Metadata-Version: 2.4
Name: causaliq-knowledge
Version: 0.5.0
Summary: Incorporating LLM and human knowledge into causal discovery
Author-email: CausalIQ <info@causaliq.com>
Maintainer-email: CausalIQ <info@causaliq.com>
License-Expression: MIT
Project-URL: Homepage, https://github.com/causaliq/causaliq-knowledge
Project-URL: Documentation, https://github.com/causaliq/causaliq-knowledge#readme
Project-URL: Repository, https://github.com/causaliq/causaliq-knowledge
Project-URL: Bug Tracker, https://github.com/causaliq/causaliq-knowledge/issues
Keywords: causaliq
Classifier: Development Status :: 3 - Alpha
Classifier: Intended Audience :: Science/Research
Classifier: Operating System :: OS Independent
Classifier: Programming Language :: Python :: 3
Classifier: Programming Language :: Python :: 3.9
Classifier: Programming Language :: Python :: 3.10
Classifier: Programming Language :: Python :: 3.11
Classifier: Programming Language :: Python :: 3.12
Classifier: Programming Language :: Python :: 3.13
Classifier: Topic :: Scientific/Engineering
Classifier: Topic :: Software Development :: Libraries :: Python Modules
Requires-Python: >=3.9
Description-Content-Type: text/markdown
License-File: LICENSE
Requires-Dist: causaliq-workflow>=0.2.0
Requires-Dist: click>=8.0.0
Requires-Dist: httpx>=0.24.0
Requires-Dist: pydantic>=2.0.0
Provides-Extra: dev
Requires-Dist: causaliq-core>=0.4.0; extra == "dev"
Requires-Dist: pytest>=7.0.0; extra == "dev"
Requires-Dist: pytest-cov>=4.0.0; extra == "dev"
Requires-Dist: pytest-mock>=3.10.0; extra == "dev"
Requires-Dist: black<26.0.0,>=25.0.0; extra == "dev"
Requires-Dist: isort>=5.10.0; extra == "dev"
Requires-Dist: flake8>=5.0.0; extra == "dev"
Requires-Dist: mypy>=1.0.0; extra == "dev"
Requires-Dist: types-requests>=2.32.0; extra == "dev"
Requires-Dist: pre-commit>=2.20.0; extra == "dev"
Requires-Dist: build>=0.8.0; extra == "dev"
Requires-Dist: twine>=4.0.0; extra == "dev"
Provides-Extra: test
Requires-Dist: causaliq-core>=0.4.0; extra == "test"
Requires-Dist: causaliq-workflow>=0.2.0; extra == "test"
Requires-Dist: pytest>=7.0.0; extra == "test"
Requires-Dist: pytest-cov>=4.0.0; extra == "test"
Requires-Dist: pytest-mock>=3.10.0; extra == "test"
Provides-Extra: docs
Requires-Dist: mkdocs>=1.5.0; extra == "docs"
Requires-Dist: mkdocs-material>=9.0.0; extra == "docs"
Requires-Dist: mkdocstrings==0.30.1; extra == "docs"
Requires-Dist: mkdocstrings-python==1.18.2; extra == "docs"
Dynamic: license-file

# causaliq-knowledge

![Python Versions](https://img.shields.io/badge/python-3.9%20%7C%203.10%20%7C%203.11%20%7C%203.12%20%7C%203.13-blue)
[![License: MIT](https://img.shields.io/badge/License-MIT-yellow.svg)](https://opensource.org/licenses/MIT)
![Coverage](https://img.shields.io/badge/coverage-100%25-brightgreen)

The CausalIQ Knowledge project represents a novel approach to causal discovery by combining the traditional statistical structure learning algorithms with the contextual understanding and reasoning capabilities of Large Language Models.
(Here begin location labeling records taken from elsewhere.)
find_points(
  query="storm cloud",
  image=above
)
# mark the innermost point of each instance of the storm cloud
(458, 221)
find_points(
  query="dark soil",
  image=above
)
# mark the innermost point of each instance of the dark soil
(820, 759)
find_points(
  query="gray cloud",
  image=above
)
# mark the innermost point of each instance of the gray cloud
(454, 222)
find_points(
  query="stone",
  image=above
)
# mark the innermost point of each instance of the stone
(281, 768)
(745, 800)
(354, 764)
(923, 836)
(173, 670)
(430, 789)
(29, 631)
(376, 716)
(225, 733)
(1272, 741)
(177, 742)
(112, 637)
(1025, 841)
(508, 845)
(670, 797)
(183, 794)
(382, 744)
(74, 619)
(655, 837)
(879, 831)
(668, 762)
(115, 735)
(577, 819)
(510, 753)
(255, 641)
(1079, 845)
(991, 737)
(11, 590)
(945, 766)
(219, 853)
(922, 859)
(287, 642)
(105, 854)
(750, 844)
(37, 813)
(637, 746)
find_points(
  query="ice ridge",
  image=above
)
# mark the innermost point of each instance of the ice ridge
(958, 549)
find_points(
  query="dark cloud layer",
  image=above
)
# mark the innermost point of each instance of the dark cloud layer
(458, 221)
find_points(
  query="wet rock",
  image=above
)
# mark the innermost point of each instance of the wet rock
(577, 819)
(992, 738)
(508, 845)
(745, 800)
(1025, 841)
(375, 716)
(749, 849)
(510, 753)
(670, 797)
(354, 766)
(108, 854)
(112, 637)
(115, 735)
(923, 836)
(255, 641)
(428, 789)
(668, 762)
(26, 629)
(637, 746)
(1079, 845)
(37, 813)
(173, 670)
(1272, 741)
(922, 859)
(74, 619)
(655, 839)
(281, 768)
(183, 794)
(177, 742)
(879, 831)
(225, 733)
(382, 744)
This integration enables more interpretable, domain-aware, and human-friendly causal discovery workflows. It is part of the [CausalIQ ecosystem](https://causaliq.org/) for intelligent causal discovery.

## Status

🚧 **Active Development** - this repository is currently in active development, which involves:

- Adding new knowledge features, in particular knowledge from LLMs
- Migrating functionality which provides knowledge based on standard reference networks from the legacy monolithic discovery repo
- Ensuring CausalIQ development standards are met


## Quick Start

```python
from causaliq_knowledge.llm import LLMKnowledge

# Query an LLM about a potential causal relationship
knowledge = LLMKnowledge(models=["groq/llama-3.1-8b-instant"])
result = knowledge.query_edge("smoking", "lung_cancer")

print(f"Exists: {result.exists}, Direction: {result.direction}")
print(f"Confidence: {result.confidence}")
print(f"Reasoning: {result.reasoning}")
```

## Features

## ✅ Currently implemented releases:

- **v0.1.0 - Foundation LLM** [January 2026]: Foundation release establishing LLM client infrastructure for causal graph
generation.

- **v0.2.0 - Additional LLMs** [January 2026]: Expanded LLM provider support from 2 to 7 providers.

- **v0.3.0 - LLM Caching** [January 2026]: SQLite-based response caching with CLI tools for cache management.

- **v0.4.0 - Graph Generation** [February 2026]: CLI tools and CausalIQ workflows for LLM-generated causal graphs.

- **v0.5.0 - Workflow Integration** [February 2026]: Integration into CausalIQ Workflows including writing results to cache.

## 🛣️ Upcoming Releases (speculative)

- **Release v0.6.0 - Statistical Fusion**: Support knowledge requirements for fusing LLM knowledge and statistical graph averaging.

- **Release v0.7.0 - LLM Provider Cost Tracking**: Query LLM provider APIs for usage and cost statistics.

- **Release v0.8.0 - Enhanced LLM Context**: Background literature supplied to LLMs

- **Release v0.9.0 - Legacy Reference**: Support for deriving knowledge from reference networks and migration of functionality from legacy discovery repo

## Implementation Approach

### Technology Stack

- **Vendor-Specific API Clients**: Direct integration with LLM providers using httpx
- **[Pydantic](https://docs.pydantic.dev/)**: Structured response validation
- **[Click](https://click.palletsprojects.com/)**: Command-line interface

### Why Vendor-Specific APIs (not LiteLLM/LangChain)?

We use **direct vendor-specific API clients** rather than wrapper libraries:

| Aspect | Direct APIs | Wrapper Libraries |
|--------|-------------|-------------------|
| Reliability | ✅ Full control | ❌ Wrapper bugs |
| Dependencies | ✅ Minimal (httpx) | ❌ Heavy (~50-100MB) |
| Debugging | ✅ Clear traces | ❌ Abstraction layers |
| Maintenance | ✅ We control | ❌ Wait for updates |

This approach keeps the package lightweight, reliable, and easy to debug.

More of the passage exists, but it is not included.